2) And they don’t really care.
It is a questionable premise: two middle-class white men making an album heavily inspired by West Africa, but stripping it of its cultural and historical references. This is commonplace of club music, as oftentimes it ascribes to the disposing of content, as long as the feeling is maintained. Disclosure’s meticulous attention to tonality and voice is at its peak here, and makes for excellent club music, as you can just throw sentiment away.
‘My High’, for instance, has the vibrancy that is expected of the album’s title. Featured by Slowthai and Aminé, whose music exists on the opposite ends of rap, find an amusing common ground on this track. Slowthai is his usual sporadic and amoral self, his verse impatiently racing into the song without a moment to spare.

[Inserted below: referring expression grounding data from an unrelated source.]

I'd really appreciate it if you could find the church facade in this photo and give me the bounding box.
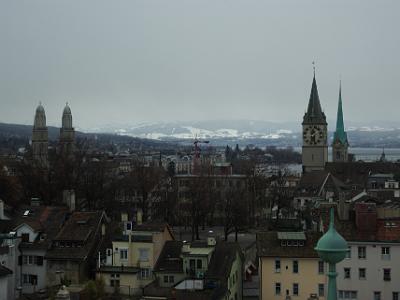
[31,103,75,164]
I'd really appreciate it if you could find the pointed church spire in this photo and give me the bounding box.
[333,81,348,145]
[303,65,326,124]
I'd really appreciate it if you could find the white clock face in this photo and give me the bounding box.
[303,125,325,145]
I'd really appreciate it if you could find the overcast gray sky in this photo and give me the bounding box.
[0,0,399,129]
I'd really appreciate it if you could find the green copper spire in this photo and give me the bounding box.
[315,208,348,300]
[333,81,348,145]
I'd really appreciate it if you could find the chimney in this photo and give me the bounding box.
[136,209,143,225]
[0,200,4,220]
[355,202,377,232]
[207,237,216,246]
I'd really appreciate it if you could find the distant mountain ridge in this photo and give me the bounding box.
[2,120,400,149]
[85,120,400,148]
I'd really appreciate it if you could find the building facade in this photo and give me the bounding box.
[258,231,327,300]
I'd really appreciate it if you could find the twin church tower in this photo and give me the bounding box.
[32,103,75,165]
[302,71,349,173]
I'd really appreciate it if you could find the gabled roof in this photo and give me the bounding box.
[133,222,175,240]
[154,240,183,273]
[257,231,321,258]
[325,162,400,187]
[46,211,106,261]
[206,242,242,279]
[303,75,327,125]
[297,170,347,197]
[12,206,69,249]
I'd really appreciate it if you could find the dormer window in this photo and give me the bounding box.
[277,232,306,247]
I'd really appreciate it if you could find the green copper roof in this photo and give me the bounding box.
[333,82,348,145]
[303,74,327,124]
[315,208,348,264]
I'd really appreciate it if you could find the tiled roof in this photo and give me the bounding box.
[46,211,105,261]
[133,222,169,232]
[257,231,321,258]
[206,242,242,279]
[53,211,101,242]
[325,162,400,186]
[154,240,183,273]
[0,265,12,277]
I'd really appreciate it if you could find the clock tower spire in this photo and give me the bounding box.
[302,67,328,173]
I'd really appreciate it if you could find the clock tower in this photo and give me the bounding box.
[302,72,328,172]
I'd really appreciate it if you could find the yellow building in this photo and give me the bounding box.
[257,231,327,300]
[97,222,174,295]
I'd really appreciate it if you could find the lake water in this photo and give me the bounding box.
[286,148,400,175]
[294,147,400,162]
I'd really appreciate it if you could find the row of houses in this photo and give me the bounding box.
[0,200,108,299]
[0,199,246,300]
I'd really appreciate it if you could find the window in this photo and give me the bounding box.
[23,274,29,284]
[139,268,151,279]
[120,249,128,260]
[189,259,196,270]
[275,282,281,295]
[22,274,37,285]
[197,259,202,269]
[359,268,366,279]
[344,268,351,279]
[374,291,381,300]
[381,247,391,260]
[393,292,399,300]
[318,261,324,274]
[126,222,132,231]
[139,248,149,262]
[346,246,351,259]
[384,268,391,281]
[169,276,174,283]
[358,246,366,259]
[275,259,281,272]
[163,275,168,283]
[110,274,120,287]
[293,283,299,296]
[318,284,324,297]
[293,260,299,273]
[21,233,29,243]
[338,290,357,300]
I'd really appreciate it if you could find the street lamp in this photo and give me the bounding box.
[315,208,348,300]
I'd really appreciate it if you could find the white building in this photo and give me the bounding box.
[337,241,400,300]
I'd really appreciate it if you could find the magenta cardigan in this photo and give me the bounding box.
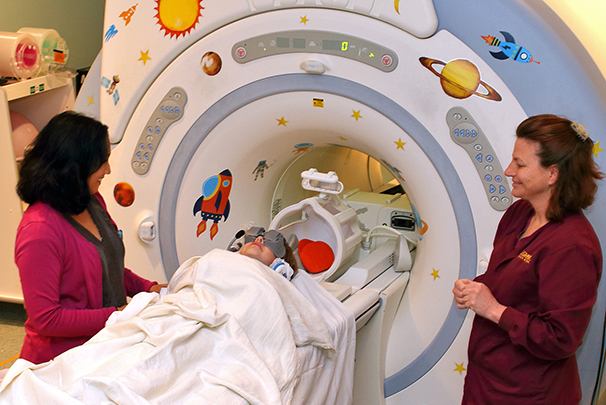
[15,193,157,364]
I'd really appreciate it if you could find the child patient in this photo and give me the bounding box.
[238,229,298,280]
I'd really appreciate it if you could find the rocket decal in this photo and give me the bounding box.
[193,169,232,240]
[482,31,539,64]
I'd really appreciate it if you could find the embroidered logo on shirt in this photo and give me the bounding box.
[518,250,532,264]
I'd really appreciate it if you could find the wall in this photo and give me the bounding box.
[542,0,606,80]
[0,0,105,71]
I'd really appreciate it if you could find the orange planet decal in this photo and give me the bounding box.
[201,51,222,76]
[420,57,502,102]
[155,0,204,39]
[114,182,135,207]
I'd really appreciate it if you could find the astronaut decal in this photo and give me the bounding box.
[252,160,269,180]
[193,169,233,240]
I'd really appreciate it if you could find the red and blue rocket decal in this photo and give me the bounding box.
[193,169,232,240]
[482,31,539,64]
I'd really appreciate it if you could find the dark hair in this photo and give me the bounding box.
[283,239,299,276]
[17,111,110,215]
[516,114,604,220]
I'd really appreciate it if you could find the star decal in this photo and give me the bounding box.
[277,117,288,126]
[351,110,362,121]
[593,140,604,158]
[87,96,94,105]
[395,138,406,150]
[300,16,309,24]
[454,363,466,375]
[139,50,151,65]
[431,268,440,280]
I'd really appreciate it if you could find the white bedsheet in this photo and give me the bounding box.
[0,249,354,404]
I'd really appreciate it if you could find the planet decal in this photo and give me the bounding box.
[114,182,135,207]
[201,51,222,75]
[420,57,502,102]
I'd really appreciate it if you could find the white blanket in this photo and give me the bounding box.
[0,249,338,405]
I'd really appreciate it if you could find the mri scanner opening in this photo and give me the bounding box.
[270,145,419,282]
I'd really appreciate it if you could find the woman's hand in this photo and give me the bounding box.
[453,279,506,324]
[149,283,168,293]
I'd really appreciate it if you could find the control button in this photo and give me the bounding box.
[148,144,154,150]
[491,196,499,203]
[381,54,393,67]
[146,135,154,142]
[133,161,140,168]
[486,155,494,163]
[465,129,471,137]
[144,152,150,160]
[454,129,459,137]
[453,113,462,120]
[485,165,494,172]
[136,151,141,159]
[156,118,163,124]
[169,106,174,114]
[475,153,483,163]
[147,126,153,133]
[156,126,161,134]
[139,143,145,150]
[474,144,483,151]
[175,107,180,114]
[499,185,506,194]
[472,130,477,138]
[495,175,502,183]
[173,92,181,100]
[502,197,510,204]
[160,106,165,113]
[484,174,492,182]
[141,162,148,169]
[235,46,247,58]
[489,184,496,194]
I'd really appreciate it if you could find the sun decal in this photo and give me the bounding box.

Aminé on the other hand is the deliverance from pure chaos. As a steadying force, he is as smooth and confident as you’d expect him to be. The charm of ‘My High’ is so blatantly tangible, it is surprising it doesn’t have more streams.
The ‘Thinking ‘Bout You’ interlude is another highlight, relying on a soul sample reminiscent of 90’s hip-hop. It is buoyant and dreamy, sounding more like a 9th Wonder deep cut than a Disclosure song. Despite its beauty, it does sound odd on ENERGY, it is a misplaced track they liked so much that they just threw it in anyway.
A lack of consistency
This is the most frustrating aspect of the album, as it lacks a clear direction. Its pace is so erratic, it sounds more like a collection of songs than a full-fledged album. The layering of the two very popular Khalid songs on top of each other, the platinum-selling ‘Know Your Worth’ and the hugely successful ‘Talk’, seems random.
It is more boastful than anything else as if they are signposting commercial successes unrelated to the album. ‘Know Your Worth’ is a shallow, archetypical pop song and whilst ‘Talk’ sees Khalid stretch himself a little bit more, it is still blandly taciturn (despite what the title suggests). This victory lap seems more like a ploy to rack up streams, and it is understandable, but it is at the cost of the album’s cohesiveness.
Despite their missteps, Disclosure’s latest effort is a success in highlighting that they can still divert house music past convention. Disclosure opts to roam territories unknown to them, and to amalgamate genres without compromising their sound; a very difficult task they manage to pull off. By never sounding secondary to their vocalists, the magnitude of the Disclosure sound is still domineering, and when they really want to, they can surprise us just as much as they did in 2013.